This week NPR focused on what we're calling the forgotten war, a look at the U.S. war on drugs. NPR's Carrie Kahn contributed to this series with a MORNING EDITION report on methamphetamine, which U.S. officials say is now mainly produced in Mexico. Carrie says that's a change from just a few years ago, when most of the meth in this country was produced in California.

CARRIE KAHN: Officials say meth production went south of the border after a U.S. crackdown on the sale of cold medicines containing pseudoephedrine. That's meth's main ingredient. Every time I interviewed a U.S. law enforcement official on the topic, I heard the same number.

Mr. DAN SIMMONS (Special Agent, U.S. Drug Enforcement Administration): Eighty percent of all the meth we have currently in the U.S. originates in Mexico.

KAHN: That's Dan Simmons, DEA special agent in San Diego. I heard 80 percent so many times, I just assumed everyone agreed it was true. That's until I got to Mexico.

Mr. OSCAR ROCHA (Advisor): We are assuming that there is a production of meth in Mexico. We don't know if it is a little, big, medium problem.

KAHN: That's Oscar Rocha, senior advisor to Mexico's attorney general. But if meth isn't being made in Mexico, where does Mr. Rocha think it is being made, especially since his country is seizing record amounts of the chemicals used to make meth, and U.S. Customs is seizing record amounts of finished meth at the border? I gave Mr. Rocha a chance to clarify.

Mr. ROCHA: Neither the U.S. nor Mexican authorities know for sure how much methamphetamine might be produced in Mexico. In the end, it's not that important.

KAHN: It's not important, Mr. Rocha continues, because both countries are working together to fight the scourge of meth. I called the Drug Enforcement Agency back to get a reaction to Mr. Rocha's comment. The DEA spokesman chuckled.

There's a long history of the U.S. and Mexico blaming each other for problems plaguing the region, whether it's drug trafficking or illegal immigration. Oscar Rocha may sound defensive and in denial to an American audience, but like many Mexicans, he's s tired of getting blamed for U.S. problems.

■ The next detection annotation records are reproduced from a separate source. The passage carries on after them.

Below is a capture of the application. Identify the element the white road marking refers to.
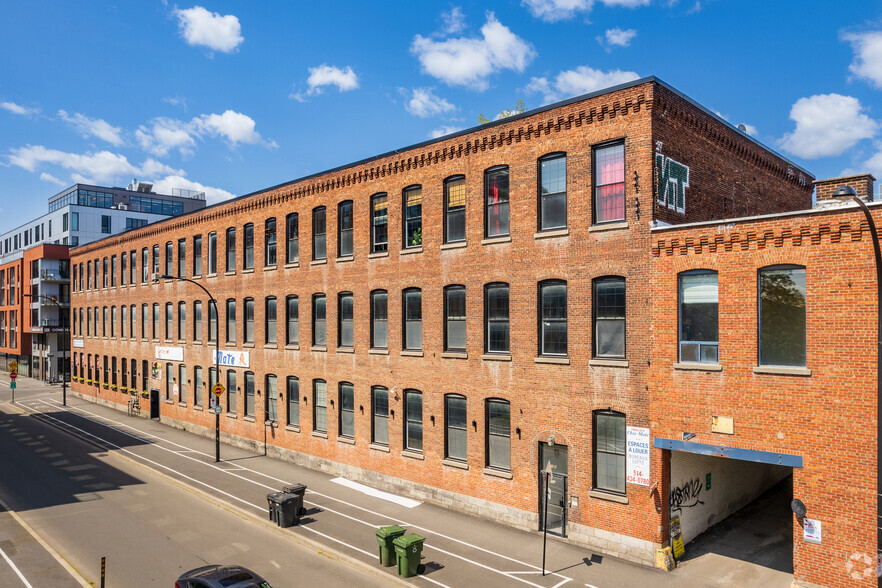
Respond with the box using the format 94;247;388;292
0;549;34;588
331;478;422;508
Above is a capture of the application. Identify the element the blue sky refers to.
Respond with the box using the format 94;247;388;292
0;0;882;232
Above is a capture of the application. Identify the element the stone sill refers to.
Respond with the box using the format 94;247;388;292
441;459;469;470
481;235;511;245
588;359;628;367
483;468;512;480
533;356;570;365
753;365;812;377
533;229;570;239
588;490;628;504
674;362;723;372
588;221;628;233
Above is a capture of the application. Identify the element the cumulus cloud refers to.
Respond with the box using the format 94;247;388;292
288;63;358;102
410;12;536;91
58;110;123;147
404;88;456;118
521;0;652;22
597;28;637;52
526;65;640;104
842;31;882;89
0;102;40;117
778;94;879;159
173;6;245;53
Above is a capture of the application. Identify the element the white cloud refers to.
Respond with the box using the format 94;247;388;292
404;88;456;118
429;125;462;139
40;172;66;186
521;0;652;22
0;102;40;117
410;12;536;91
597;28;637;51
58;110;123;147
842;31;882;89
526;65;640;104
778;94;879;159
173;6;245;53
153;172;236;205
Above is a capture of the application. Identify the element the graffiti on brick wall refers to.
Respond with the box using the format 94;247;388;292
671;478;704;510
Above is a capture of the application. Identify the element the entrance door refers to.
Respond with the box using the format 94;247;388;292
539;443;567;537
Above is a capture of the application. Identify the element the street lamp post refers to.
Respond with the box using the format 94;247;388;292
22;294;68;406
156;274;220;463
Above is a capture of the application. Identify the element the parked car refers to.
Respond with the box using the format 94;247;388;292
175;565;272;588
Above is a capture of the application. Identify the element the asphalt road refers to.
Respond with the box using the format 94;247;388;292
0;376;388;588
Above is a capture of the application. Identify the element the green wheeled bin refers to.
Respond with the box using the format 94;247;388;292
377;525;405;568
392;533;426;578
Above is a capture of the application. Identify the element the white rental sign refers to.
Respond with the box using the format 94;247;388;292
626;427;649;486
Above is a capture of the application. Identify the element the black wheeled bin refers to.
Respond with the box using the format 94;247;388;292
282;484;306;517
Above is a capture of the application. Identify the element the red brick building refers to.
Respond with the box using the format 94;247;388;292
72;78;852;580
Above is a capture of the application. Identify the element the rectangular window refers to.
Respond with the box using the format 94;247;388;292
404;186;423;249
337;200;353;257
263;218;276;266
337;292;353;348
484;167;509;238
404;390;423;453
264;374;279;422
371;290;389;349
226;227;236;272
484;283;509;353
227;298;236;343
487;400;511;471
539;153;567;231
178;239;187;278
244;298;254;344
339;382;355;439
371;194;389;253
402;288;423;350
312;380;328;433
312;294;328;347
285;295;300;345
263;296;278;345
208;233;217;276
594;410;625;494
679;270;720;363
285;376;300;427
444;286;466;353
371;386;389;446
594;143;625;224
759;266;806;367
227;370;237;414
539;280;567;355
242;223;254;269
285;212;300;263
245;372;254;417
594;277;625;358
444;394;468;461
444;176;465;243
193;235;202;278
312;206;328;261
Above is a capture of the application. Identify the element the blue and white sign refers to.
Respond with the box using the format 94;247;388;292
214;351;251;367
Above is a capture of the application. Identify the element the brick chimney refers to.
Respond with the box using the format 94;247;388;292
814;174;876;202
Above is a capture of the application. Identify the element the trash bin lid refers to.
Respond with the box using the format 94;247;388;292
392;533;426;548
377;525;406;537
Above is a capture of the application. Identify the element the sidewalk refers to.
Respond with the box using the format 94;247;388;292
10;386;790;588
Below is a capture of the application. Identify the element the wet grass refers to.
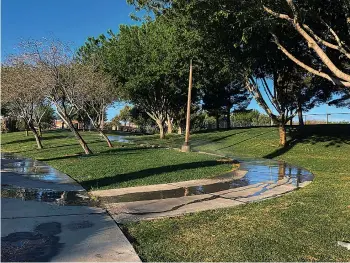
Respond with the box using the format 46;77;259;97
124;125;350;262
1;131;232;190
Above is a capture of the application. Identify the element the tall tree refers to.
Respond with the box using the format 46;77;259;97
263;0;350;88
21;40;92;154
1;58;44;149
73;60;118;147
106;20;198;138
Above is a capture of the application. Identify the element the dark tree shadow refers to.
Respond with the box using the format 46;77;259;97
80;161;221;189
3;135;67;145
217;130;274;151
39;147;153;162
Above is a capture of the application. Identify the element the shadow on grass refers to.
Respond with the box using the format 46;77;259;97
3;135;67;145
80;161;221;189
36;145;153;162
263;124;350;159
216;130;275;151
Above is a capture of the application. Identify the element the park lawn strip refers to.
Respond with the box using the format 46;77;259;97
124;125;350;262
2;131;232;190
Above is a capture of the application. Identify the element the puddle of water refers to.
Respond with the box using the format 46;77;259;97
108;135;130;142
1;153;76;184
1;187;99;206
100;160;313;203
99;180;249;203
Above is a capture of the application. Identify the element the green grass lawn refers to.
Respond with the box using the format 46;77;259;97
2;131;232;190
124;125;350;261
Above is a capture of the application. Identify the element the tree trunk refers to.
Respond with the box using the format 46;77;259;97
99;130;113;148
38;124;43;137
215;114;220;131
298;102;304;126
24;121;29;136
167;117;173;134
279;123;287;147
156;120;165;139
60;114;92;154
28;123;43;149
226;109;231;130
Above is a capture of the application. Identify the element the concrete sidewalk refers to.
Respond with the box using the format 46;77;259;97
1;156;140;262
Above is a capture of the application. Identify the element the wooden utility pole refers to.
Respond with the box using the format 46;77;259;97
181;59;192;152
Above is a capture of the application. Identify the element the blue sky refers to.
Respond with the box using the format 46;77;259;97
1;0;350;120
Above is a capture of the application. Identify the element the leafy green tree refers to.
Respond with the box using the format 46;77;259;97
263;0;350;87
118;105;132;126
104;16;198;138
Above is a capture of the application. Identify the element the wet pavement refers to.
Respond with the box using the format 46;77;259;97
92;156;314;223
1;153;140;262
108;135;130;142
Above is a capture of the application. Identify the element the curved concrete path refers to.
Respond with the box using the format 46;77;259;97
92;152;313;223
1;154;141;262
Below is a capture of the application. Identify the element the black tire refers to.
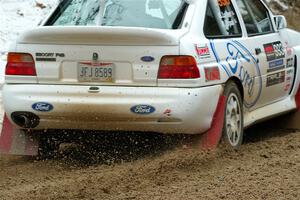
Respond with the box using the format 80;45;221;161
38;135;60;159
222;81;244;149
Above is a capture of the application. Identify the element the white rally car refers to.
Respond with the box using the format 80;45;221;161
3;0;300;148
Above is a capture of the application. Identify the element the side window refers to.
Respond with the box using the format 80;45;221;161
236;0;273;35
204;0;242;38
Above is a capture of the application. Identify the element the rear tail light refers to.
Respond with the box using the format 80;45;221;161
5;53;36;76
158;56;200;79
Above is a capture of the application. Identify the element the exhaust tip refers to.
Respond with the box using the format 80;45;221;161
11;112;40;129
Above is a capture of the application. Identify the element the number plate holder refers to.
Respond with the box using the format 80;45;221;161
77;62;115;82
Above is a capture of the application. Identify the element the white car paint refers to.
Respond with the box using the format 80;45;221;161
3;0;300;134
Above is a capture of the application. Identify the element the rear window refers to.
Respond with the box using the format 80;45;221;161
46;0;187;29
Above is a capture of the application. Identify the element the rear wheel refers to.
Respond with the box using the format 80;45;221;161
223;82;244;149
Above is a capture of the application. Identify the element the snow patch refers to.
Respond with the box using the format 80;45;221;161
0;0;58;54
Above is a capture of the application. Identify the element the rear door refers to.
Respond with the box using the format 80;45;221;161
236;0;294;107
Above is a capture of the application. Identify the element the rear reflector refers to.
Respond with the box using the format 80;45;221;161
158;56;200;79
5;53;36;76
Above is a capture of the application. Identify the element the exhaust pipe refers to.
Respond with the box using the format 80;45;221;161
11;112;40;129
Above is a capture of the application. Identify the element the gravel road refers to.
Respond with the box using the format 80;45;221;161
0;125;300;200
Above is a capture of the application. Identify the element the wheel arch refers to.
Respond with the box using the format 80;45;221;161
224;76;244;100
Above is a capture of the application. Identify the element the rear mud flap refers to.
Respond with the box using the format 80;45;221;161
0;114;39;156
200;95;226;150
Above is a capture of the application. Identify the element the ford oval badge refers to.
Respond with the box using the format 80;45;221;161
130;105;155;115
32;102;54;112
141;56;155;62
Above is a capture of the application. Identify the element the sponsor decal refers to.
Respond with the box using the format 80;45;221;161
141;56;155;62
286;69;294;75
221;9;238;32
284;68;294;92
218;0;231;7
195;44;210;58
164;109;172;117
267;71;285;87
204;67;221;82
286;58;294;68
264;41;285;62
210;40;262;108
130;105;155;115
35;53;65;62
267;59;284;72
32;102;54;112
286;47;293;56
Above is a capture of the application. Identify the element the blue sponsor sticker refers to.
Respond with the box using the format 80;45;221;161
141;56;155;62
130;105;155;115
269;59;283;69
32;102;54;112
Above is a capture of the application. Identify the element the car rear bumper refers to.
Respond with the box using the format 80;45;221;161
3;84;223;134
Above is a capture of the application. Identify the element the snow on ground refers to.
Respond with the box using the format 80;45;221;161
0;0;57;55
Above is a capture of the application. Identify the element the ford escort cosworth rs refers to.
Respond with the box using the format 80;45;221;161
3;0;300;153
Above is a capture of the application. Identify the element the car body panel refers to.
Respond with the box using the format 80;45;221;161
3;84;223;134
3;0;300;134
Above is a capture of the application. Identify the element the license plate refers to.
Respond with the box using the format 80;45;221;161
78;62;114;82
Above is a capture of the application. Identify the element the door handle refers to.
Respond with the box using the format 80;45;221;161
255;48;261;55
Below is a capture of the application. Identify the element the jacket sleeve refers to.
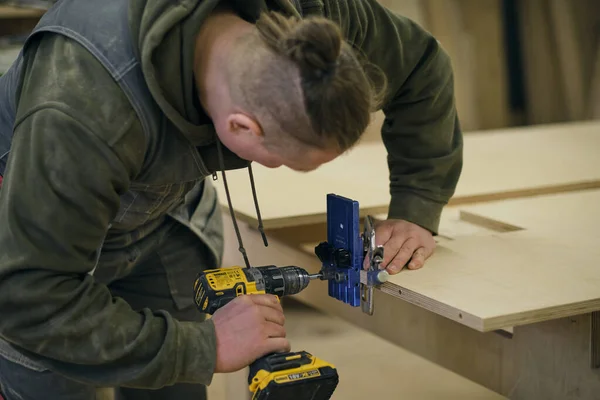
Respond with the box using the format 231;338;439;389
0;36;216;388
325;0;463;234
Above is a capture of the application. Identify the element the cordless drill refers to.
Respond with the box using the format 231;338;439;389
194;265;339;400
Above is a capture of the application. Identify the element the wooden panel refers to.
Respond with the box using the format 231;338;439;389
461;190;600;233
216;121;600;228
224;215;600;400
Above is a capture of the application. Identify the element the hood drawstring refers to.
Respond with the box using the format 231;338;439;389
213;139;269;268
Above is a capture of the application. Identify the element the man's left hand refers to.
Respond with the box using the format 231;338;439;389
366;219;435;275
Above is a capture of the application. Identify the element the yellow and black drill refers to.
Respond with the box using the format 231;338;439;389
194;265;339;400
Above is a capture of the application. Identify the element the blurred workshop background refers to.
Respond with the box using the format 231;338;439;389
0;0;600;400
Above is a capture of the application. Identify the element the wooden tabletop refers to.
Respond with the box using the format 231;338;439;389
216;121;600;228
382;190;600;331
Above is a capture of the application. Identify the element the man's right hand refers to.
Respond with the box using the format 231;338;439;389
212;294;290;373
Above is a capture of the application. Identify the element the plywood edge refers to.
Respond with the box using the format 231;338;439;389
459;210;525;232
0;5;46;20
375;283;600;333
221;203;388;230
483;299;600;332
375;283;485;332
448;179;600;206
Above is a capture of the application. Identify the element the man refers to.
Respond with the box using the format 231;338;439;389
0;0;462;400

Instead of spending billions of dollars on drug interdiction, he'd like the U.S. to devote more resources to cutting demand at home. That's not just his opinion, but that of dozens of experts interviewed by NPR for investigation into the U.S. drug war. In one of Mr. Rocha's final comments during our hour-long interview, he said it's hard for Mexico to live so close to the largest drug-consuming country.

SIMON: NPR's Carrie Kahn.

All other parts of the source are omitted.